The museum consists of two buildings with a total of eleven exhibition rooms, with the "guest room" of the house on the ground floor. Audioguides in French and English are available to visitors.

The museum also has a separate room, "L'espace Ampère", with seating for 50 people, which can accommodate colloquiums or meetings.

Visitors will find models reproducing the fundamental experiments in electromagnetism carried out by Ampère and certain physicists of his time as Hans Christian Ørsted, Michael Faraday and many others.
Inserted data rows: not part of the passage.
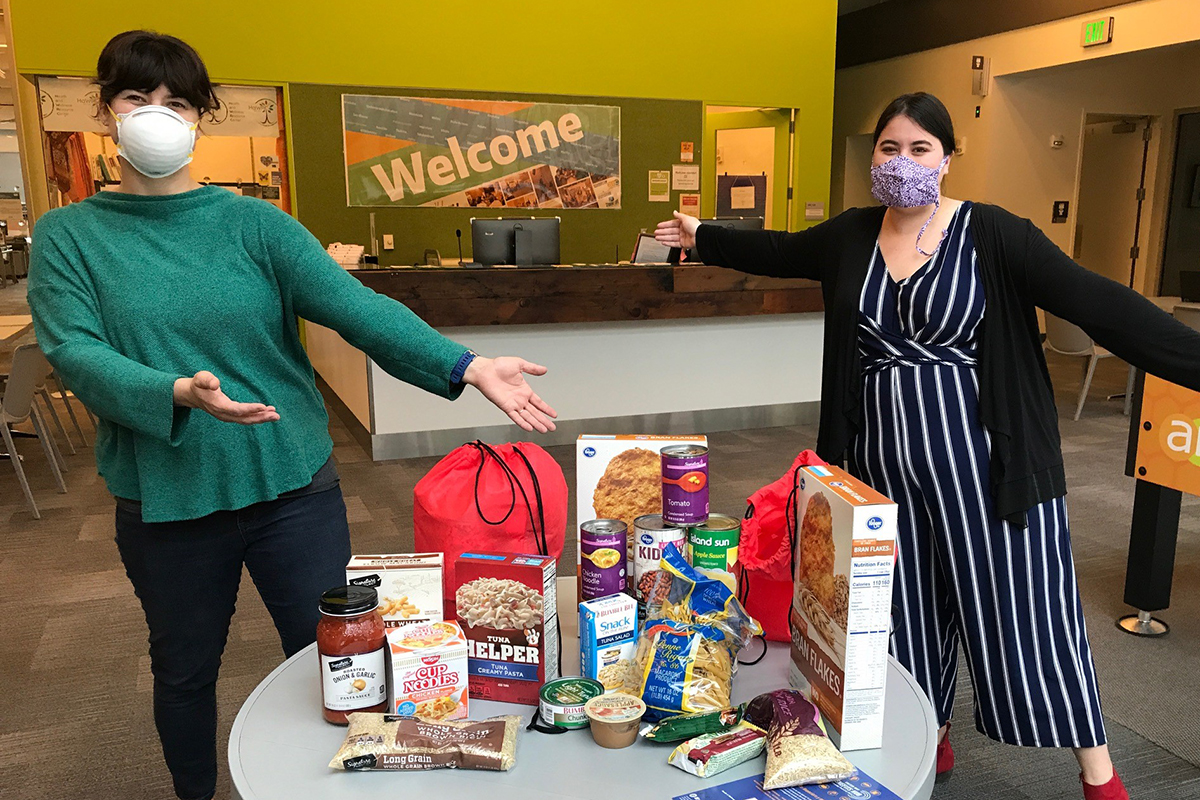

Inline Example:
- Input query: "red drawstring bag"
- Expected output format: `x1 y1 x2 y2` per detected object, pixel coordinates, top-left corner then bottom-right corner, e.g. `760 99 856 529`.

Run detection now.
734 450 828 641
414 440 567 613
The public can put them into operation, find explanations and additional information, play games and thus be initiated by experience and in a playful way to the laws of electromagnetism.

In one of the rooms the visitor finds portraits, books and manuscripts associated with the Ampère family: André-Marie Ampère (1775-1836) as well as his father Jean-Jacques (1733-1793) and his son Jean-Jacques Ampère (1800-1864).

Other rooms allow visitors to travel through the history of electricity to the production of renewable energy with wind turbines, photovoltaic plants, etc..

The museum shop offers a few books and souvenirs.

Science school   
The museum offers one-day or half-day visits to contribute to pedagogical projects, from elementary school to high schools and even beyond.